Think about what happens when you go to implement the “edit passage” screen. In the mutable world, you modify the title and content in-place, and it gets updated in both stories. But in the immutable world, modifying the passage really means making a modified copy, and updating it into the story. It’s copy-on-write. To modify the other story similarly, you’d have to go find it and do the same operation to its passage. It really is a separate copy.

What we’ve seen is a fundamental concept in programming: mutable values have identity. And immutables don’t.

With immutable values, there is no notion of “the same” story or passage beyond “these two have the same values.” There is no way to distinguish between two stories that have the same passage, vs. two stories that have identical copies of the passage. There is no true sharing.

With mutability, the opposite holds. If there are two passages that have the same values, and updating one also updates the other (i.e.: all reads and writes are identical), then they really are the same. Conversely, it’s now possible to have two identical passages which are not the same.

So, the mutable vs. immutable debate is not just about in-place updates vs. modified copies. Immutability means independent parts. Mutability means sharing.

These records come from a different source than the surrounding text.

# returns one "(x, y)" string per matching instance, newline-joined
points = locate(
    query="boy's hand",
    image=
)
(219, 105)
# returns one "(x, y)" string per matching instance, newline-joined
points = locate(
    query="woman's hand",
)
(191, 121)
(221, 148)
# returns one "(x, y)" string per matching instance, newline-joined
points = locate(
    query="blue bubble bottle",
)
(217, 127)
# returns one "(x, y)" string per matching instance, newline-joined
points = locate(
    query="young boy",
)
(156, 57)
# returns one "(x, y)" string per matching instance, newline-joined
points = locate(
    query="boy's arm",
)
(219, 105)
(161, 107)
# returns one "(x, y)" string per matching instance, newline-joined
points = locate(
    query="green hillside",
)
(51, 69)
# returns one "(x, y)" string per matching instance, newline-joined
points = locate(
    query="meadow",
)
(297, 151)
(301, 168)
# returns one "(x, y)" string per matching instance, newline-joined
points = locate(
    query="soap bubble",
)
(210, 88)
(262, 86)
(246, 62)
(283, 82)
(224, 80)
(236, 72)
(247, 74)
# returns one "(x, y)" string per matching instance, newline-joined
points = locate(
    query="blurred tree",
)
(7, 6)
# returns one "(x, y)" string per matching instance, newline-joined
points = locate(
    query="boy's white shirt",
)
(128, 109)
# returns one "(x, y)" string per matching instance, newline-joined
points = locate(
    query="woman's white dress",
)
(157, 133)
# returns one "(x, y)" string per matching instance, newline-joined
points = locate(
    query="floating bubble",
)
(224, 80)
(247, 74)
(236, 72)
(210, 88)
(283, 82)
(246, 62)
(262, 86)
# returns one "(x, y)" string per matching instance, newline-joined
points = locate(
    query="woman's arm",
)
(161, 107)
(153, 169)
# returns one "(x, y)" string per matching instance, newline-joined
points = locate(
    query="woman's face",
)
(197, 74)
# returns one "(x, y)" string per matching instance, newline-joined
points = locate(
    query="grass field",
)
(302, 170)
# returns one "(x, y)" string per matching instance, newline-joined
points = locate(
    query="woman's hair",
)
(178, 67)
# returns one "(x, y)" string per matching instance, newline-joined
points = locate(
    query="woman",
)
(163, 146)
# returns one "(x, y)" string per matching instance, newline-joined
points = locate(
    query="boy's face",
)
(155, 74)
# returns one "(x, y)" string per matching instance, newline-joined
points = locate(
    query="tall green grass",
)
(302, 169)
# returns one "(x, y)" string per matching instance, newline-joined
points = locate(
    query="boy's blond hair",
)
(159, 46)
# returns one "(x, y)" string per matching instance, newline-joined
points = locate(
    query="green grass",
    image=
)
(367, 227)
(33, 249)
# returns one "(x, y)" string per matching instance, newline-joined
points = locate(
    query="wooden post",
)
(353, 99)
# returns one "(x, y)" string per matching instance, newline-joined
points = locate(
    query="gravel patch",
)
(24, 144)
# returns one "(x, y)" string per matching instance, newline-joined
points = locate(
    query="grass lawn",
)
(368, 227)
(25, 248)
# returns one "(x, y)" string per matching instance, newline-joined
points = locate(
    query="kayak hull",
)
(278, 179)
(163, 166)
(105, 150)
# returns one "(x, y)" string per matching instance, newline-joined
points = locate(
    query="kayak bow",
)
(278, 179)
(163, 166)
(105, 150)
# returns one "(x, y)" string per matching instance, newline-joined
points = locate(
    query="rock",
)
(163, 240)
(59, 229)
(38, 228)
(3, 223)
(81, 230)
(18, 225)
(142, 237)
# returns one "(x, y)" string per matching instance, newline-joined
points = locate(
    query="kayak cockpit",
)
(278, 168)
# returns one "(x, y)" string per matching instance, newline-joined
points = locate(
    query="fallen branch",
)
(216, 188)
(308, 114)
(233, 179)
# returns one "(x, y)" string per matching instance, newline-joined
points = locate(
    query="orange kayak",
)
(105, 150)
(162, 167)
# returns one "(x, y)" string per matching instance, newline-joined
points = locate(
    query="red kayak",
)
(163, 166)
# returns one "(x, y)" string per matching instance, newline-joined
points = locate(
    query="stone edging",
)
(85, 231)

One way to model this is to think of every mutable value as really a pair. The first element of this pair is the value itself. The second element is a magic “token,” created at allocation-time, which is guaranteed to be distinct from every other such token in the program. This explains why, if you do want proper sharing in the immutable world, you’ll need to change your data model to explicitly add some kind of identifier. This, by the way, is one of the reasons why it’s correct to think about immutability as the default, and mutability as an added feature.

Bigger Differences

In the example above, there’s a simple fix if you like Option 1, but you don’t want sharing between stories: Add an extra rule, or invariant, forbidding sharing. Every rule means extra work to enforce, but this one should be easy. And you still have the option to just not care about sharing.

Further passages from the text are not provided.